Mit einem erneuten Anlauf der GSW für den Sprung auf das Parkett ist frühestens im Herbst zu rechnen, heißt es aus Finanzkreisen. Allerdings machten am Mittwoch auch Gerüchte die Runde, dass die GSW mit ihren 50.000 Wohnungen in Berlin nun doch komplett an einen Konkurrenten verkauft wird. Die Deutsche Wohnen brachte sich auf ungewöhnliche Weise selbst ins Spiel, indem sich Vorstandschef Michael Zahn per Pressemitteilung zur Verschiebung der Börsenpläne äußerte. „Mit einer börsennotierten GSW wäre das Interesse internationaler Investoren am deutschen Wohnimmobilienmarkt gestärkt worden“, so Zahn zunächst. Am Ende weist er dann ausdrücklich darauf hin, dass die Deutsche Wohnen „nachhaltig, extern wachsen“ will. Eine Deutsche-Wohnen-Sprecherin wollte sich auf Nachfrage nicht konkret zu den Gerüchten äußern. Ihr Unternehmen schaue sich als starkes Wohnungsunternehmen auch das Portfolio der GSW an, doch von einem Komplettkauf sei nicht die Rede. Die Deutsche Wohnen ist die zweitgrößte börsennotierte Wohnungsgesellschaft Deutschlands. Goldman Sachs wollte die Gerüchte in keiner Weise kommentieren.

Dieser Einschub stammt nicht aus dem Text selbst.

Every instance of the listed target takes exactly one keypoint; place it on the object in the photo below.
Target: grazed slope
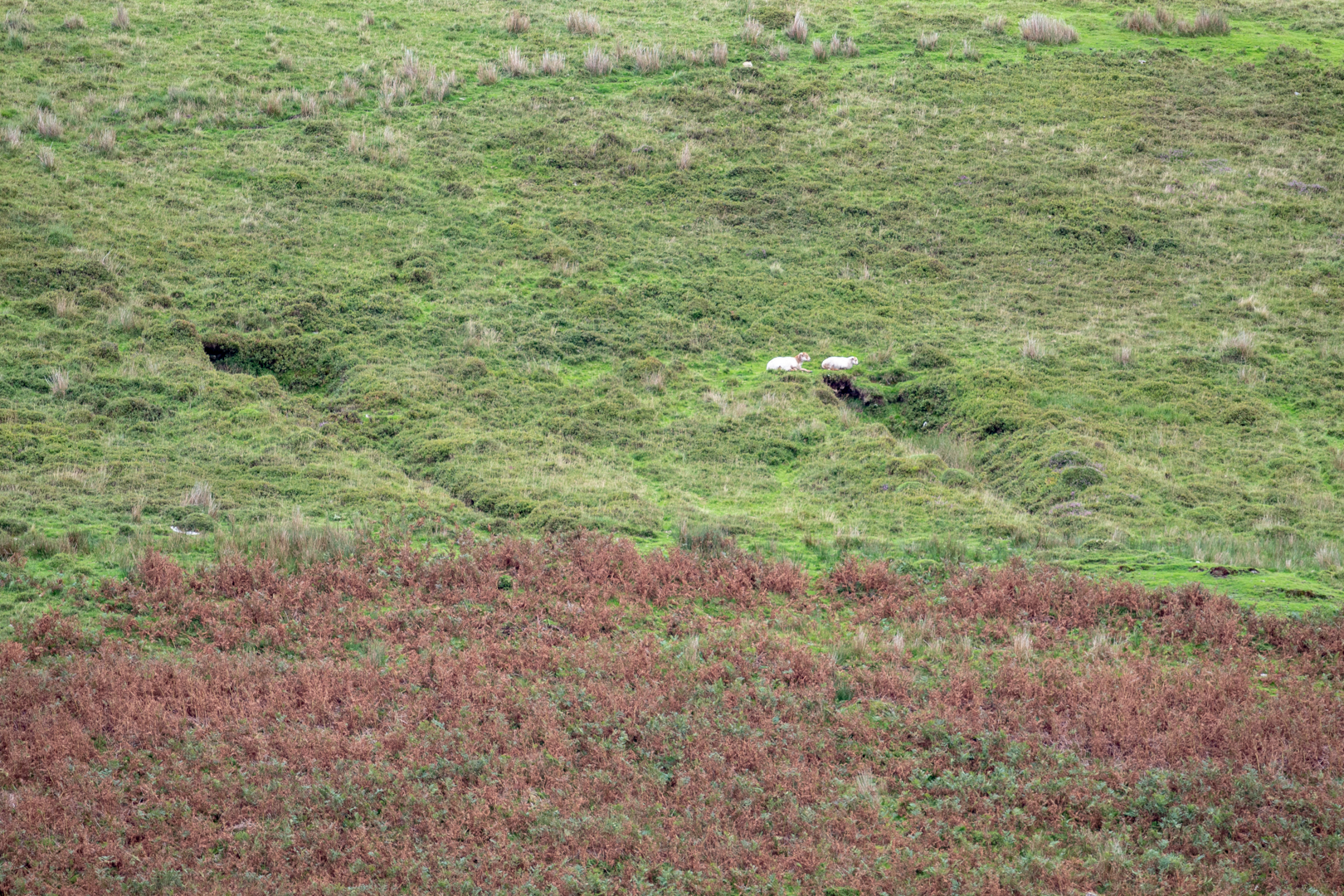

Ein Komplettverkauf zum jetzigen Zeitpunkt wäre ungewöhnlich. Die Verhandlungspositionen der bisherigen Eigentümer sind nach der Absage des Börsengangs wegen zu geringen Interesses der Anleger eher schlecht. Zudem hätte sich Goldman Sachs für einen Komplettverkauf nicht zunächst für 30 Millionen Euro die Erlaubnis des Berliner Senats einholen müssen.